If you ever experience possible symptoms of hemorrhagic stroke, including sudden severe headache, dizziness, one-sided weakness, nausea and vomiting, and trouble speaking or swallowing, treat it as a medical emergency.
Question: My tennis elbow has come back with a vengeance. It has been bothering me for quite a bit longer than it ever has in the past.
I can’t use oral NSAIDS because I take Eliquis, but my primary care physician says I can use the diclofenac sodium topical gel (1 percent) for as long as I need it. She knows I take a blood thinner. Is this really OK?
Answer: You are right to avoid oral pain relievers such as ibuprofen or naproxen, since these NSAIDs can cause gastrointestinal irritation. With apixaban (Eliquis) in your system, you could end up with a bleeding ulcer.
Drug-interaction experts Drs.
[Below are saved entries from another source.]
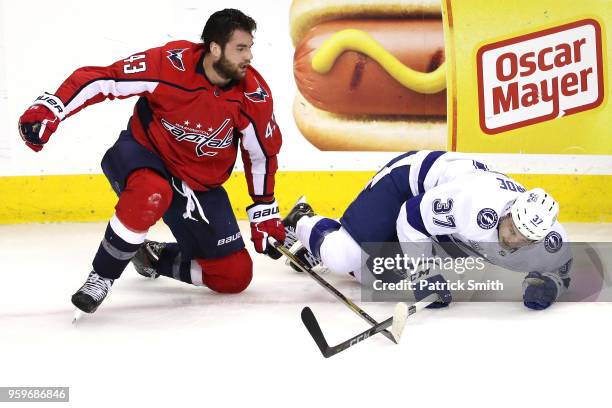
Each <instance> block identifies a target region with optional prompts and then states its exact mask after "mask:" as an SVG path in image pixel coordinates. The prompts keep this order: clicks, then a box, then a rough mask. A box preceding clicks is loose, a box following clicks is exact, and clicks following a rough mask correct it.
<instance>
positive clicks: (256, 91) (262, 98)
mask: <svg viewBox="0 0 612 408" xmlns="http://www.w3.org/2000/svg"><path fill="white" fill-rule="evenodd" d="M255 82H257V89H256V90H255V91H253V92H245V93H244V96H246V97H247V99H249V100H250V101H253V102H265V101H266V98H268V97H269V96H270V95H269V94H268V91H266V90H265V89H264V87H263V86H261V84H260V83H259V82H258V81H257V80H255Z"/></svg>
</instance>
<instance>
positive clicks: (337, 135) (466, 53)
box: [290, 0, 612, 154]
mask: <svg viewBox="0 0 612 408" xmlns="http://www.w3.org/2000/svg"><path fill="white" fill-rule="evenodd" d="M583 6H584V7H582V6H581V11H580V12H577V10H576V8H575V4H574V3H572V2H564V1H562V2H559V1H551V0H544V1H537V2H527V1H519V2H518V3H516V4H515V3H511V2H490V1H486V0H461V1H459V0H443V1H440V0H420V1H419V0H410V1H408V0H350V1H349V0H332V1H318V0H294V1H293V3H292V6H291V11H290V33H291V38H292V41H293V44H294V46H295V54H294V77H295V82H296V85H297V95H296V98H295V102H294V107H293V115H294V119H295V122H296V124H297V127H298V129H299V130H300V132H301V133H302V135H303V136H304V137H305V138H306V139H307V140H308V141H309V142H310V143H311V144H313V145H314V146H316V147H317V148H318V149H320V150H335V151H341V150H349V151H368V150H369V151H405V150H411V149H425V148H426V149H444V150H453V151H464V152H483V153H543V154H610V153H611V152H612V143H610V142H609V141H608V140H607V139H608V134H609V118H610V116H611V114H612V112H611V111H610V108H609V105H608V104H607V97H606V95H607V87H608V85H607V84H608V82H607V81H608V78H609V70H610V68H609V66H608V65H607V62H606V59H607V55H608V54H609V52H610V49H609V42H607V41H606V23H607V22H608V21H609V20H610V15H609V14H610V12H609V3H608V2H606V1H588V2H584V4H583Z"/></svg>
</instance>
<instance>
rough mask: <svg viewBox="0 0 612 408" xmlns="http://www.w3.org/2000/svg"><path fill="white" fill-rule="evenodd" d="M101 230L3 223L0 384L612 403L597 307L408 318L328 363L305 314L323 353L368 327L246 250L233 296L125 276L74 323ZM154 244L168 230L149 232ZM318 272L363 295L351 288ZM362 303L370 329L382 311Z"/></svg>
mask: <svg viewBox="0 0 612 408" xmlns="http://www.w3.org/2000/svg"><path fill="white" fill-rule="evenodd" d="M241 227H242V229H243V234H244V236H245V237H248V236H249V235H248V230H247V229H248V226H247V225H246V224H244V223H242V224H241ZM104 228H105V224H103V223H90V224H43V225H40V224H33V225H12V226H10V225H9V226H0V386H69V387H70V405H72V406H87V407H98V406H99V407H110V406H126V407H127V406H134V407H150V406H175V407H192V406H199V407H247V406H258V407H259V406H270V407H277V406H278V407H280V406H282V407H323V406H325V407H327V406H335V407H347V406H351V407H353V406H369V407H378V406H380V407H384V406H389V404H395V405H396V406H401V407H414V408H423V407H425V406H430V407H468V406H469V407H478V406H495V407H517V406H526V407H538V406H542V407H551V406H574V407H576V406H581V407H586V406H599V405H601V403H605V401H607V400H608V399H609V387H610V385H609V381H610V380H609V379H610V377H609V372H608V368H609V367H611V366H612V364H611V363H612V353H610V341H611V338H610V334H611V333H612V329H611V325H610V314H611V312H612V305H611V304H609V303H579V304H576V303H563V304H556V305H554V306H553V307H552V308H550V309H548V310H546V311H543V312H533V311H529V310H526V309H525V308H524V307H523V306H522V304H520V303H456V304H453V305H451V307H450V308H448V309H446V310H424V311H423V312H422V313H420V314H417V315H414V316H412V317H410V319H409V321H408V324H407V327H406V330H405V332H404V335H403V338H402V341H401V343H400V344H399V345H394V344H392V343H390V342H389V341H388V340H387V339H386V338H384V337H383V336H380V335H378V336H375V337H373V338H370V339H368V340H366V341H364V342H362V343H360V344H358V345H356V346H355V347H353V348H351V349H349V350H346V351H344V352H342V353H340V354H338V355H336V356H334V357H332V358H330V359H324V358H323V357H322V356H321V355H320V353H319V351H318V349H317V347H316V345H315V344H314V342H313V341H312V339H311V338H310V336H309V335H308V333H307V332H306V330H305V328H304V327H303V325H302V322H301V320H300V317H299V316H300V311H301V309H302V307H304V306H306V305H308V306H310V307H311V308H312V309H313V311H314V312H315V314H316V315H317V317H318V318H319V322H320V324H321V326H322V329H323V331H324V332H325V333H326V336H327V338H328V341H329V342H330V343H332V344H335V343H338V342H340V341H342V340H345V339H346V338H348V337H350V336H352V335H354V334H356V333H357V332H359V331H362V330H365V329H366V328H367V327H368V326H367V324H366V323H365V322H363V321H362V320H361V319H360V318H359V317H357V316H356V315H354V314H353V313H352V312H351V311H350V310H348V309H347V308H346V307H345V306H343V305H342V304H340V303H339V302H338V301H336V300H335V298H333V297H332V296H331V295H330V294H328V293H327V292H326V291H325V290H323V289H322V288H321V287H320V286H318V285H317V284H316V283H315V282H314V281H313V280H312V279H310V278H309V277H308V276H305V275H303V274H298V273H296V272H293V271H292V270H290V269H288V267H287V266H285V265H284V263H282V262H280V261H272V260H269V259H267V258H264V257H263V256H258V255H256V254H253V252H252V251H251V245H250V242H248V241H247V246H248V247H249V250H250V251H251V253H252V255H253V258H254V260H255V276H254V279H253V282H252V284H251V286H250V287H249V288H248V290H247V291H246V292H244V293H242V294H240V295H233V296H222V295H218V294H214V293H212V292H211V291H210V290H208V289H206V288H197V287H192V286H189V285H186V284H182V283H180V282H175V281H172V280H170V279H166V278H163V277H162V278H160V279H157V280H147V279H144V278H142V277H140V276H139V275H137V274H136V273H135V272H134V270H133V269H132V267H131V266H129V267H128V269H127V270H126V271H125V273H124V275H123V277H122V278H121V279H120V280H118V281H117V282H116V283H115V285H114V286H113V289H112V291H111V294H110V295H109V297H108V298H107V299H106V301H105V302H104V304H103V305H102V306H101V307H100V309H99V310H98V311H97V312H96V313H95V314H94V315H91V316H85V317H84V318H83V319H82V320H81V321H79V322H78V323H77V324H76V325H72V324H71V319H72V312H73V308H72V305H71V304H70V296H71V294H72V293H73V292H74V291H75V290H76V289H77V288H78V287H79V286H80V285H81V284H82V283H83V282H84V280H85V278H86V276H87V274H88V272H89V271H90V265H91V259H92V257H93V255H94V253H95V251H96V249H97V247H98V244H99V241H100V238H101V236H102V234H103V231H104ZM568 230H569V233H570V237H572V239H573V240H575V241H580V240H586V241H595V240H606V241H609V240H612V225H610V224H597V225H593V224H588V225H581V224H574V225H570V226H569V228H568ZM150 238H152V239H156V240H170V239H171V235H170V233H169V231H168V230H167V229H166V228H165V226H163V225H161V226H157V227H155V228H154V230H153V231H152V233H151V235H150ZM325 276H326V278H328V279H330V280H331V281H332V282H333V283H334V284H335V285H336V286H337V287H338V289H340V290H341V291H343V292H344V293H345V294H346V295H348V296H349V297H352V298H355V299H358V298H359V287H358V286H357V285H356V284H355V283H354V282H352V281H351V280H350V279H349V278H348V277H346V278H344V277H336V276H330V275H325ZM357 303H360V302H357ZM361 305H362V306H363V308H364V309H366V310H367V311H368V312H369V313H370V314H371V315H373V316H374V317H375V318H376V319H381V320H382V319H384V318H386V317H388V316H389V315H390V314H391V313H392V310H393V305H392V304H375V303H368V304H361ZM27 405H28V404H26V406H27ZM58 405H65V404H58ZM20 406H22V405H20Z"/></svg>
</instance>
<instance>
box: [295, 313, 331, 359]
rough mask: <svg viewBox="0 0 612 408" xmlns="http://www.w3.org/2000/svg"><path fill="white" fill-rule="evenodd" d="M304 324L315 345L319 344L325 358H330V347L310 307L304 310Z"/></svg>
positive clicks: (303, 315) (322, 353) (303, 319)
mask: <svg viewBox="0 0 612 408" xmlns="http://www.w3.org/2000/svg"><path fill="white" fill-rule="evenodd" d="M302 323H304V326H306V329H307V330H308V333H310V336H311V337H312V338H313V340H314V341H315V343H317V346H318V347H319V350H321V354H323V357H325V358H327V357H329V356H330V353H329V345H328V344H327V341H326V340H325V336H323V331H322V330H321V326H319V322H317V318H316V317H315V315H314V313H312V310H310V308H309V307H308V306H306V307H305V308H303V309H302Z"/></svg>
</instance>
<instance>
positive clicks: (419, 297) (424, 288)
mask: <svg viewBox="0 0 612 408" xmlns="http://www.w3.org/2000/svg"><path fill="white" fill-rule="evenodd" d="M412 292H413V293H414V298H415V299H416V300H417V302H418V301H420V300H423V299H425V298H426V297H427V296H429V295H431V294H432V293H437V294H438V296H440V300H438V301H436V302H434V303H432V304H430V305H429V306H427V309H440V308H442V307H447V306H448V305H449V304H450V303H451V302H452V301H453V296H452V295H451V293H450V290H448V282H447V281H446V279H444V277H443V276H442V275H440V274H438V275H434V276H430V277H428V278H426V279H421V280H417V281H415V282H414V290H413V291H412Z"/></svg>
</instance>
John Horn and Philip Hansten have written about NSAID and anticoagulant interactions. They note that “The use of topical NSAIDs is not considered to increase the risk of bleeding” (Pharmacy Times, Dec. 21, 2017).
Question: My husband and I returned from a trip to Europe with a strain of the flu apparently not covered by our flu vaccine. We took Xofluza and after three doses, both of us developed diarrhea and abdominal cramping. We stopped taking the meds, and the symptoms stopped. The headache, congestion and body aches of the flu were bad enough without adding the diarrhea caused by expensive meds.
Answer: Baloxavir (Xofluza) is a brand-new anti-viral flu medicine. This oral medication shortens the duration of flu symptoms when taken within 48 hours of getting sick.
We are puzzled why you took three doses. The advantage of this medicine is that it is given as a single dose. The triple dose might have increased your risk for diarrhea, a recognized side effect of Xofluza. Clinical trial data showed that 3 percent of people taking one pill suffered this complication.
Question: When my husband and I were traveling in Mexico, we relied on activated charcoal for all our intestinal woes, including flatulence. Capsules take a little longer, or you can mix loose powder into water and drink it down. That is messier, but you can feel it working from the time it hits your tongue. Be prepared to brush your teeth immediately to clear the charcoal residue. Don’t be surprised if your doctor pooh-poohs it, but charcoal has been a staple of our medicine cabinet for 30 years.
Answer: Activated charcoal is a time-honored remedy for flatulence. Supposedly, it absorbs smelly gases. However, there is little research to support this approach (American Journal of Gastroenterology, January 1999).
Another option is Beano (containing the enzyme alpha-galactosidase). One study concluded that “Alpha-galactosidase reduced gas production following a meal rich in fermentable carbohydrates and may be helpful in patients with gas-related symptoms” (Digestive Diseases and Sciences, online, January 2007).